Thursday, March 12, 1998

The Complete History Of Rolex Conquering Mount Everest [Part 3 of 8]

The Complete History
Rolex Conquers Mount Everest
[Part 3 0f 8]

Onward & Upward

Throughout history mankind has had a preoccupation with trying to conquer the unexplored. In 1924, George Mallory, an Englishman from Cheshire tried to climb Everest with his climbing partner, Andrew Irvine. Both Mallory and Irvine are pictured below.

The climbers were last seen just a few hundred meters from the summit and then they disappeared. Nobody knows if they made it to the top. The photo below is the last time Mallory or Irvine were ever seen. If you look closely, you can see them about one third of the way over from the left edge of the photo. In 1999 Mallory's body was discovered.

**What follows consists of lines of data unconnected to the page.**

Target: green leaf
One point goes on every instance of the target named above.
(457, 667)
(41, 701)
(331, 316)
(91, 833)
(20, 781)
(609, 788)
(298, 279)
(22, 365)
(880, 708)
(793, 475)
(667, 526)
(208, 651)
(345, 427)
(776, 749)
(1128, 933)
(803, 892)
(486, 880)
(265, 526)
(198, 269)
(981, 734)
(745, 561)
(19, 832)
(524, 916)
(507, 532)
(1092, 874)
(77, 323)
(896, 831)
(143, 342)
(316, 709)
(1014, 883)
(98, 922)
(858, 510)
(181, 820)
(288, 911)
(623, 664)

When somebody asked Mallory why he wanted to climb Mount Everest, he famously replied, "because it is there!"

Many other men attempted to climb Everest in 1924 including the group below who posed for the portrait.

Many men have lost their lives attempting to conquer Mount Everest. In the early expeditions, the gentlemen climbers were ill equipped with their tweed suits that did not do a very good job of protecting them from the elements.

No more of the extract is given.